|If a company or
organization is considering investing in a team building program, the
first question that needs to be asked is, “Is my group interdependent?”
– meaning does the success of each member of the group depend primarily
on the success of the other members of the group? For instance, the
success of the operations department might depend heavily on the success
of the sales department which might depend heavily on the success of the
marketing department. Conducting a team building program among the
managers or employees of these departments at the same time might be
beneficial. However, the success of each individual sales person will
probably not depend primarily on the success of the other sales people.
So, a sales manager spending money on a team building program for
his/her sales people would probably be wasting time and money.

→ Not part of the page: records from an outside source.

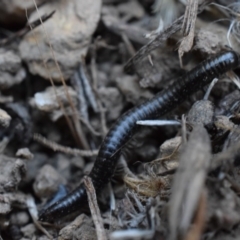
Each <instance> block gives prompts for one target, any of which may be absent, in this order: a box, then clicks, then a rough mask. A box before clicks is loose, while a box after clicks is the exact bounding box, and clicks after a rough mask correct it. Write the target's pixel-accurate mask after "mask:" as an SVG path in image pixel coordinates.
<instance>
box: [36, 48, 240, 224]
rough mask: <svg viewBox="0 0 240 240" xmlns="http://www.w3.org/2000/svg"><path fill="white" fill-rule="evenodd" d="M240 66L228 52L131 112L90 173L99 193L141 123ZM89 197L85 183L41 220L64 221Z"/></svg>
mask: <svg viewBox="0 0 240 240" xmlns="http://www.w3.org/2000/svg"><path fill="white" fill-rule="evenodd" d="M239 64H240V58H239V55H238V54H237V53H236V52H234V51H227V52H224V53H220V54H218V55H216V56H214V57H213V58H211V59H208V60H205V61H203V62H202V63H200V64H199V65H197V66H196V67H195V68H193V69H192V70H190V71H189V72H187V73H186V74H185V75H184V76H182V77H180V78H178V79H177V80H176V81H174V82H173V83H172V84H171V85H169V86H168V87H167V88H166V89H165V90H163V91H162V92H160V93H158V94H157V95H156V96H155V97H154V98H152V99H150V100H148V101H146V102H145V103H143V104H141V105H139V106H136V107H134V108H132V109H130V110H129V111H128V112H126V113H125V114H123V115H122V116H121V117H120V118H119V119H118V120H117V122H116V123H115V124H114V125H113V126H112V127H111V128H110V130H109V132H108V134H107V135H106V137H105V139H104V140H103V142H102V144H101V147H100V150H99V153H98V156H97V158H96V161H95V164H94V166H93V169H92V171H91V173H90V177H91V178H92V181H93V184H94V187H95V190H96V192H99V191H101V189H102V188H103V187H104V186H105V185H106V184H107V183H108V182H109V181H110V179H111V177H112V176H113V174H114V171H115V167H116V165H117V161H118V157H119V153H120V151H121V148H122V147H123V145H125V143H126V142H127V141H128V140H129V139H130V138H131V136H132V135H133V134H134V132H135V131H136V129H137V124H136V122H137V121H138V120H148V119H154V118H157V117H159V116H160V115H164V114H166V113H167V112H169V111H171V110H173V109H174V108H175V107H177V106H178V105H179V104H180V103H182V102H183V101H184V100H186V99H187V98H188V97H189V96H190V95H191V94H193V93H194V92H196V91H198V90H199V89H201V88H203V87H204V86H205V85H206V84H209V83H210V82H211V81H212V80H213V79H214V78H217V77H219V76H221V75H222V74H224V73H226V72H227V71H229V70H233V69H235V68H237V67H238V66H239ZM86 203H87V194H86V190H85V187H84V186H83V184H81V185H80V186H79V187H78V188H77V189H76V190H74V191H73V192H72V193H70V194H69V195H67V196H66V197H64V198H63V199H61V200H59V201H58V202H56V203H54V204H53V205H51V206H50V207H48V208H47V209H46V210H44V212H43V213H42V214H40V217H39V219H40V220H41V221H51V220H54V219H56V218H61V217H63V216H66V215H68V214H69V213H72V212H74V211H77V210H80V209H82V208H83V207H85V206H86Z"/></svg>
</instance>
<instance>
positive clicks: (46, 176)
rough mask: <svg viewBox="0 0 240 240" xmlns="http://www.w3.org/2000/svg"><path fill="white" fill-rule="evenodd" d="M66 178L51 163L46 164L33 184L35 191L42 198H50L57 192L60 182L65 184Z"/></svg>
mask: <svg viewBox="0 0 240 240" xmlns="http://www.w3.org/2000/svg"><path fill="white" fill-rule="evenodd" d="M64 183H65V179H63V178H62V176H60V175H59V174H58V172H57V171H56V170H55V169H54V168H53V167H52V166H51V165H44V166H43V167H42V168H41V169H40V171H39V173H38V175H37V176H36V179H35V182H34V184H33V188H34V192H35V193H36V195H37V196H38V197H40V198H49V197H51V196H52V195H53V194H54V193H55V192H57V190H58V187H59V184H64Z"/></svg>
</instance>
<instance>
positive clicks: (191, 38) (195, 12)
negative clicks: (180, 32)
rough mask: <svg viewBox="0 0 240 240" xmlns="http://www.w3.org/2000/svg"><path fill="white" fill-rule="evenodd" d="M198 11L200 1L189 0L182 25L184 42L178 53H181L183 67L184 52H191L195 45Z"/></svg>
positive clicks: (180, 62) (179, 59) (180, 55)
mask: <svg viewBox="0 0 240 240" xmlns="http://www.w3.org/2000/svg"><path fill="white" fill-rule="evenodd" d="M197 12H198V1H196V0H188V3H187V7H186V11H185V15H184V20H183V26H182V30H183V34H184V38H183V39H182V42H181V44H180V46H179V49H178V55H179V60H180V66H181V67H182V57H183V54H184V53H185V52H189V51H190V50H191V48H192V46H193V39H194V30H195V22H196V19H197Z"/></svg>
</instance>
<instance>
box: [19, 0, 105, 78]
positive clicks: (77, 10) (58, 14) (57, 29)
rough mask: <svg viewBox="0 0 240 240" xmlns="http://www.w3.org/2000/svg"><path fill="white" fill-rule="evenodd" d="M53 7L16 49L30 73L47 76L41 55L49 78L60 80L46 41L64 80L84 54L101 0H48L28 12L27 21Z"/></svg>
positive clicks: (96, 18)
mask: <svg viewBox="0 0 240 240" xmlns="http://www.w3.org/2000/svg"><path fill="white" fill-rule="evenodd" d="M83 9H84V10H83ZM54 10H55V11H56V13H55V14H54V16H53V17H52V18H51V19H50V21H47V22H46V23H45V24H44V27H40V28H37V29H35V30H34V31H33V32H32V33H30V34H28V35H26V36H25V37H24V39H23V40H22V42H21V44H20V46H19V51H20V54H21V57H22V58H23V59H24V60H25V61H26V63H27V64H28V67H29V70H30V71H31V73H32V74H38V75H40V76H42V77H43V78H45V79H48V78H49V74H48V70H47V69H45V67H44V66H43V64H42V56H43V57H44V59H46V60H47V66H48V68H49V69H50V73H51V76H52V78H53V79H54V80H56V81H60V79H61V74H60V72H59V71H58V70H57V67H56V65H55V60H54V59H53V54H52V52H51V51H50V50H49V44H51V46H52V48H53V51H54V55H55V57H56V61H57V62H58V64H59V66H60V68H61V71H62V73H63V77H64V79H69V78H70V77H71V76H72V74H73V73H74V71H75V69H76V68H77V66H78V65H79V63H80V62H81V56H82V55H83V56H85V55H86V52H87V50H88V45H89V43H90V39H91V36H92V33H93V32H94V31H95V28H96V26H97V23H98V21H99V17H100V11H101V0H91V1H84V0H69V1H63V0H61V1H48V2H47V3H46V4H44V5H43V6H42V7H41V8H40V9H39V13H38V12H35V13H33V14H32V15H31V17H30V21H31V20H33V19H36V18H38V17H39V15H40V16H41V15H43V14H44V13H49V12H51V11H54ZM46 34H47V35H48V37H47V38H46ZM36 41H37V42H38V44H37V45H38V46H37V47H36ZM49 41H50V42H49ZM39 50H40V51H39Z"/></svg>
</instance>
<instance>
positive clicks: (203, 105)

group is interdependent, then the next question to ask is “What kind of
things are happening within this group that lets me know they are not
acting efficiently as a team?” or “What areas can we improve in?” You
might ask more specific questions to determine individual areas for
improvement such as the following: Are there areas of miscommunication
that slow down processes or cause rework? Are there conflicts which
bring down morale? Do departments focus on their own success at the
expense of other departments? Is it tough for new employees to fit in
with the experienced team members? Are changes in policy resisted by
team members? Do team members feel as though they have no say in policy?
The answers to any of these questions can help a team leader
determine what types of team building programs might be most effective
for a group. If you find it difficult to determine the individual areas
that would have the most dramatic impact on the performance of your
group, realize that most professional trainers have low-cost or free
assessments that can be conducted to determine these areas for a group.
The next step in determining the right program for your group is to
determine which programs on the market will give your team improvement
in the most areas that you have identified, and which will give your
team long-term improvement so that you will not have to continually
repeat the training process over time.
Once you have done the previous steps, this last step is pretty
simple. You can do a standard internet search for training in the areas
you’ve identified, and then check a number of references for each
proposal you receive.
One quick thing you can do to save time is to look only at
organizations and trainers who specialize in training or team building.
People and companies who can make a living specializing in this type of
work will probably do pretty well, but a company specializing in the
fitness industry (outdoor adventures, ropes courses,) selling beach
chairs (Beach Olympics,) or driving race cars or flying airplanes
probably won’t create a long-term behaviour change in your team.
Camaraderie may be built and lost in an afternoon, but a team
atmosphere can last for generations.